Police Raid on N.Y. Club Sets off First Gay Riot
by Dick Leitsch, Reprinted from New York Mattachine Newsletter.
The first gay riots in history took place during the pre-dawn hours of Saturday and Sunday, June 28-29 in New York's Greenwich Village. The demonstrations were touched off by a police raid on the popular Stonewall Club, 53 Christopher Street. This was the last (to date) in a series of harassments which plagued the Village area for the last several weeks.
Plainclothes officers entered the club at about 2 a.m., armed with a warrant, and closed the place on grounds of illegal selling of alcohol. Employees were arrested and the customers told to leave. The patrons gathered on the street outside and were joined by other Village residents and visitors to the area.

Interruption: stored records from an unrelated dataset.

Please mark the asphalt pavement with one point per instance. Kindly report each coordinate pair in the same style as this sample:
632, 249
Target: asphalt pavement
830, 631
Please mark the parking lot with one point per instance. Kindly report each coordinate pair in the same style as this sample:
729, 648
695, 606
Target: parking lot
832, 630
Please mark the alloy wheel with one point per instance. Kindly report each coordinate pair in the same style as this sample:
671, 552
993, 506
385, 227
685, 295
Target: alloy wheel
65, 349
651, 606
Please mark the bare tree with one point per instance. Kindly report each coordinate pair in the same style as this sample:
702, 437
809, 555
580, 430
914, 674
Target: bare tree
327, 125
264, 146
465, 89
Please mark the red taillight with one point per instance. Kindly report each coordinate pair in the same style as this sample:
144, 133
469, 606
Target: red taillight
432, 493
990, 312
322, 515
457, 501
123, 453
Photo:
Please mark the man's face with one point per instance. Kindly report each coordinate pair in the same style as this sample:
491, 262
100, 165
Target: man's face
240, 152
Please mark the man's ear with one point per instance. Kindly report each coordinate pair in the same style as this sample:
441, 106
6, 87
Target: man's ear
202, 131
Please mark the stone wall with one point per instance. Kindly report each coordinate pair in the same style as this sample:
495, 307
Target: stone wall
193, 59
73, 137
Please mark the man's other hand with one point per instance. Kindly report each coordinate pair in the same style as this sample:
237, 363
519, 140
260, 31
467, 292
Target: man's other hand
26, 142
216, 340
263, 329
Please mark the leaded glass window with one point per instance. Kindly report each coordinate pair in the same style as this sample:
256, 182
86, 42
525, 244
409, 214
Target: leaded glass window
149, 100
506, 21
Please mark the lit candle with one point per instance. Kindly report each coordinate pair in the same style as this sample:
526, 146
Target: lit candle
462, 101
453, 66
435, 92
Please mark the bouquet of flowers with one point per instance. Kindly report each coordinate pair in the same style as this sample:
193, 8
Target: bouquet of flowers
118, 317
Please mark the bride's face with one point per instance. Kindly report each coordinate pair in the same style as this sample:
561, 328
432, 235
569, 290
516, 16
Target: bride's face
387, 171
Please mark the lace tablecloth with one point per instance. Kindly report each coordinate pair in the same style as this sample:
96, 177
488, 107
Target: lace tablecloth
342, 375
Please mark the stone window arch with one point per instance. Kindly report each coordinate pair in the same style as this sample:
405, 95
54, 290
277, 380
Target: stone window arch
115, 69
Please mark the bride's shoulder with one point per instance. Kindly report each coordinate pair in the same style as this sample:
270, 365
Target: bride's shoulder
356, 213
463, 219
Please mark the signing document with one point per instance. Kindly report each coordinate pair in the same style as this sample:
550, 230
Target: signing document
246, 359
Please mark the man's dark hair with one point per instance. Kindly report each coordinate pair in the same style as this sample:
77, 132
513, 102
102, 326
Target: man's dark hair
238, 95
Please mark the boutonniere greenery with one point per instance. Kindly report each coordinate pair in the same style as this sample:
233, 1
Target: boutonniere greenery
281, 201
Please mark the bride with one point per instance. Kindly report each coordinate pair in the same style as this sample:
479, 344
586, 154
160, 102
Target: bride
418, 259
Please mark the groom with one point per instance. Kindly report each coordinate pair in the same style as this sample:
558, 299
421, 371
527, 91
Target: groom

The police behaved, as is usually the case when they deal with homosexuals, with bad grace, and were reproached by "straight" onlookers. Pennies were thrown at the cops by the crowd, then beer cans, rocks, and even parking meters. The cops retreated inside the bar, which was set afire by the crowd.
A hose from the bar was employed by the trapped cops to douse the flames, and reinforcements were summoned. A melee ensued, with nearly a thousand persons participating, as well as several hundred cops. Nearly two hours later the cops had "secured" the area.
EVEN WAITERS' TIPS
The next day, the Stonewall management sent in a crew to repair the premises, and found that the cops had taken all the money from the cigarette machine, the jukebox, the cash register, and the safe, and had even robbed the waiters' tips!
Since they had been charged with selling liquor without a license, the club was reopened as a "free store," open to all and with everything being given away, rather than sold.
A crowd filled the place and the street in front. Singing and chanting filled Sheridan Square Park, and the crowds grew quickly.
At first, the crowd was all gay, but as the weekend tourists poured into the area, they joined the crowds. They'd begin by asking what was happening. When they were told that homosexuals were protesting the closing of a gay club, they'd become very sympathetic, and stayed to watch or to join in.
One middle-aged lady with her husband told a cop that he should be ashamed of himself. "Don't you know that these people have no place to go and need a place like that bar?" she shouted. (Several hours later, she and her husband with two other couples, were seen running with a large group of homosexuals from the night sticks brandished by the Tactical Police Force.)
The crowds were orderly, and limited themselves to singing and shouting slogans such as "Gay Power," "We Want Freedom Now," and "Equality for Homosexuals." As the mob grew, it spilled off the sidewalk, oveflowed Sheridan Square Park, and began to fill the roadway. One of the six cops who were there to keep order began to get smart and cause hostility.
A bus driver blew his horn at the meeting, and someone shouted, "Stop the Bus!" The crowd surged onto the street and blocked the progress of the bus. As the driver inched ahead, someone ripped off an advertising card and blocked the windshield with it. The crowd beat on the sides of the (empty) bus and shouted, "Christopher Street belongs to the queens!" and "Liberate the street."